You can find some "public" terms of service and other boilerplate stuff for
your web site by digging a little bit. Just don't copy verbatim without
understanding what you are doing.

------
munishdayal
I agree with grellas that while Digg or Reddit (really their legal counsel)
could technically claim a copyright in the legal written work that you are
adapting for your own use, realistically suing you for copyright infringement
on their terms of use and privacy policies wouldn't be worth their time, and
you could potentially assert a successful defense of fair use. I don't know
the specifics of your business so I can't give you specifically tailored
indemnity, privacy and use of information clauses for free (yet!) but that
type of work is not hard for a lawyer, really shouldn't cost you very much and
shouldn't take long (a couple hours). The much bigger issue in my opinion (and
why copying Digg, etc long term isn't a good idea) is whether adapting their
policies will adequately protect your rights and liabilities and those of your
business well, especially those idiosyncratic to your business. If you just
need boilerplate for the time being you can avoid this whole issue by using
privacy policy and terms of use generators; I found a few here:

[http://www.bennadel.com/coldfusion/privacy-policy-
generator....](http://www.bennadel.com/coldfusion/privacy-policy-
generator.htm)

<http://terms-of-service-generator.legalriver.com/>

------
matthewmarkus
This is an interesting question. It looks like one could claim a copyright in
contracts in theory, but there are several practical problems to making a
contract copyrightable. Personally, I always thought that copyrighting
contracts might make them unenforceable since copyrights could limit a public
court's ability to interpret and publish rulings on protected contracts.

Here are the best resources that I found on this matter:

Re: copyright notice on contract
<http://www3.wcl.american.edu/cni/9908/23029.html>

Copyright and the Contract Drafter
[http://www.adamsdrafting.com/downloads/Copyright-
NYLJ-8.23.0...](http://www.adamsdrafting.com/downloads/Copyright-
NYLJ-8.23.06.pdf)

------
bmr
As mentioned, legal language is (supposed to be) clear and concise.
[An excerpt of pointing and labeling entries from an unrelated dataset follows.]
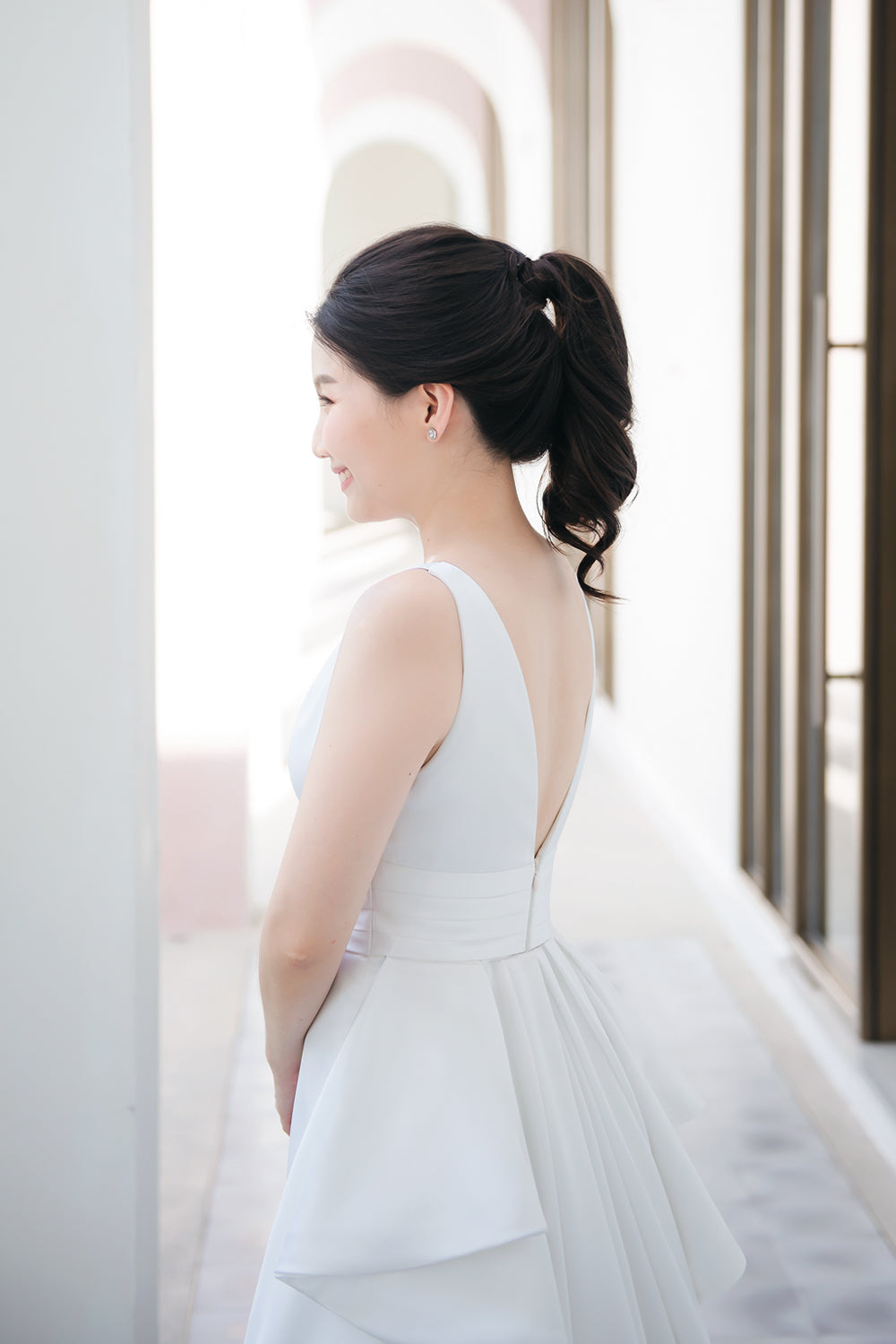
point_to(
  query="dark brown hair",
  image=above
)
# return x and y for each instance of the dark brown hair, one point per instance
(438, 304)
You'd have
a strong argument that the merger doctrine should apply.

The merger doctrine holds that when there is only one way to say something (or
a limited number of ways), then it cannot be copyrighted. One common example
from the case law is game instructions.

Just as there's really only one way to say "The player who rolls the highest
amount goes first", there's really only one way to say "Florida law governs
any dispute".

Certainly run it by a lawyer willing to make the advice official. Good luck.